Two questions remain in my mind:

  • What difference did it make to the starb*** staff if those two guys sat around waiting for their friend? Did it affect their income or status at all? No matter the race of the people involved, who cares if people sit there soaking up Wi-Fi and waiting to get a coffee? 
  • Does anyone ever think of finding locally-owned cafes and diners to grab a cuppa mocha java instead of enriching people from Seattle? I know, Starbs is the cool coffee spot, beloved by hipsters. I urge the pack to find another place that knows how to treat people right.

And one last thing before I finish my tea. Here come the standard stencilled-and-outlined PR denials! Johnson is now saying, "This is not who we are."  Balderdash. This is EXACTLY who you are, or people would not be so steamed.  Maybe it's not who you WISH to be, but you can work on that while I get my tea at home.

Tuesday, April 17, 2018

Ha ha and LOL

For the sweet love of all that's good and holy, when will it end with these people?

Image result for t j millerSome fool named T.J. Miller, who claims to be a comedian, is under arrest, charged with allegedly calling in a fake bomb threat last month while riding an Amtrak train to New York.

I have to be honest, as always. This might be the greatest publicity stunt ever, because at no point in my life prior to this arrest was I familiar with the name T.J. Miller. I mean, it sounds like a relief pitcher for the New York Mets or an geometry teacher at a high school in Dubuque, Iowa...one of those guys whose tie tack is a tiny slide rule. I had never heard of the comedian with that name, or of the "Silicon Valley" sitcom, for that matter.

But now old T.J. (he's 36) is out on $100,000 bond after appearing before a U.S. District judge in New Haven, Connecticut.

The criminal complaint filed against him alleges that on March 18, Miller called 911 dispatcher and reported that another passenger on the train he was on “has a bomb in her bag.” Amtrak officials then had to stop the train in Westport, Connecticut, and have everyone disembark for searching.  And guess what?  The only bomb onboard was Miller's career.

And then, AMTRAK police talked to Miller, and he gave a whole different description of the woman that time, admitted to having "one glass of red wine," and denied that he suffers from mental illness.

If you read further in the complaint, it turns out that Miller gave the wrong number for the train he was on, and that an attendant who worked on the train said that Miller appeared intoxicated upon boarding, had multiple drinks on the train and was booted off the choo-choo in New York for being intoxicated.

AND the attendant says Miller was bickering with a woman who was also in the first class section of the train with him, but in a different row.

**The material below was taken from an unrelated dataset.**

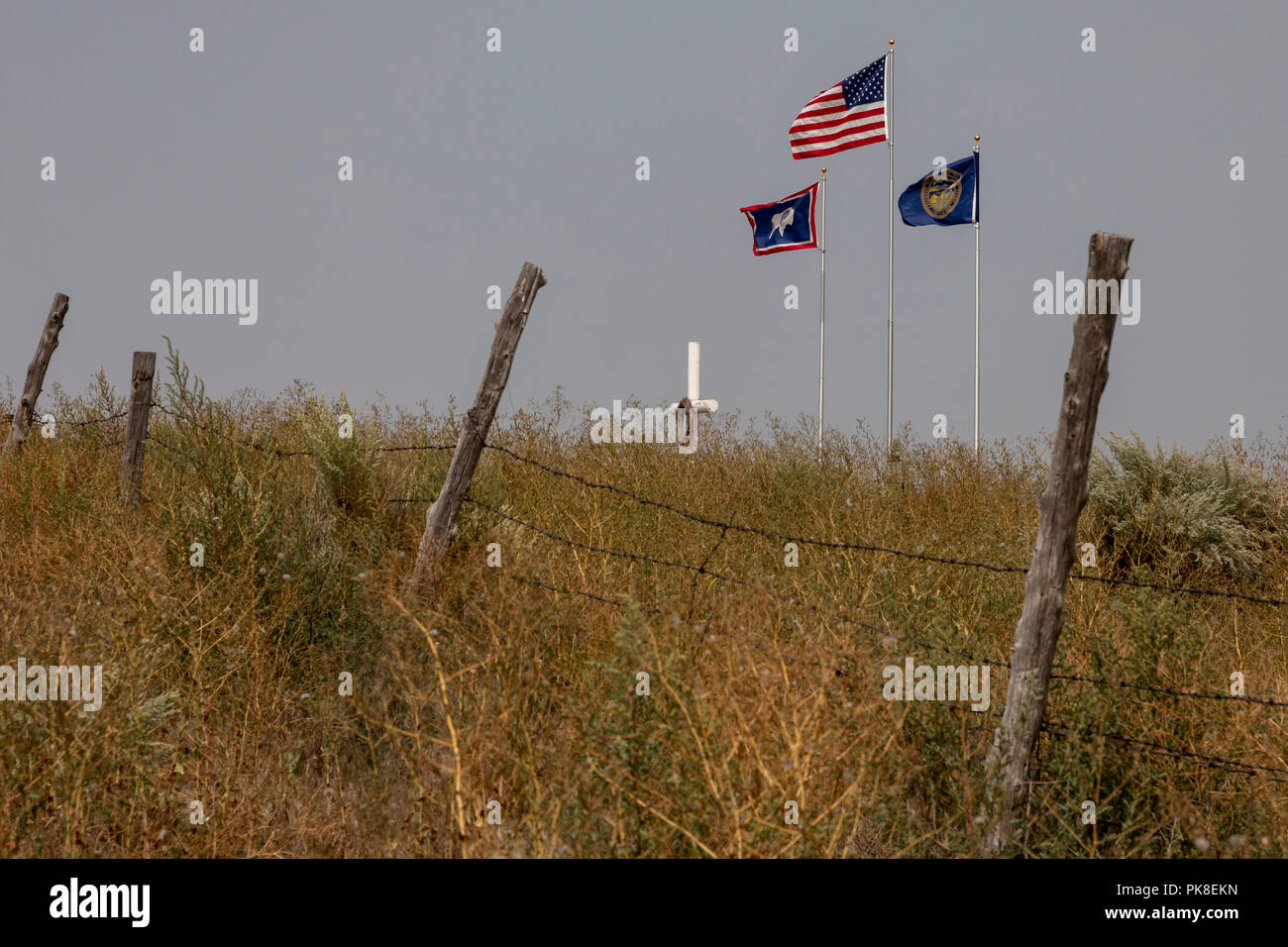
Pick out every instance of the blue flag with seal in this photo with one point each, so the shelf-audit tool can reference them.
(943, 197)
(786, 224)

Having spoken with the woman who was the subject of Miller's hostility, the investigators state in the complaint that Miller was "motivated by a grudge against the female" in making the false call to 911.

There has been no comment from Miller concerning his arrest, although he tweeted the following inanity about his upcoming "comedy" show in Philadelphia:

What up Philadelphia. Illadelphia. Me and @CJSullivan_ are about to wreck it this weekend. My girl Cork is on the case, @HeliumComedy is the jam. And peanut butter.
See you there. MOST ALL SHOWS SOLD OUT so get them fixed fast. #roadrunnerhttps://t.co/0YIOzL6wvd
— t.j. miller (@nottjmiller) April 10, 2018
I mean, really, is there anything sadder than someone so obviously bedeviled as to torment people on a train and then place police and fire personnel in jeopardy, and the entire trainload of passengers and crew in a state of inconvenience, just for some revenge against a woman who, most likely, finds T.J. Miller repugnant and refused his company?

What up T.J. Miller. How does a few months in jail sound to you, funny guy?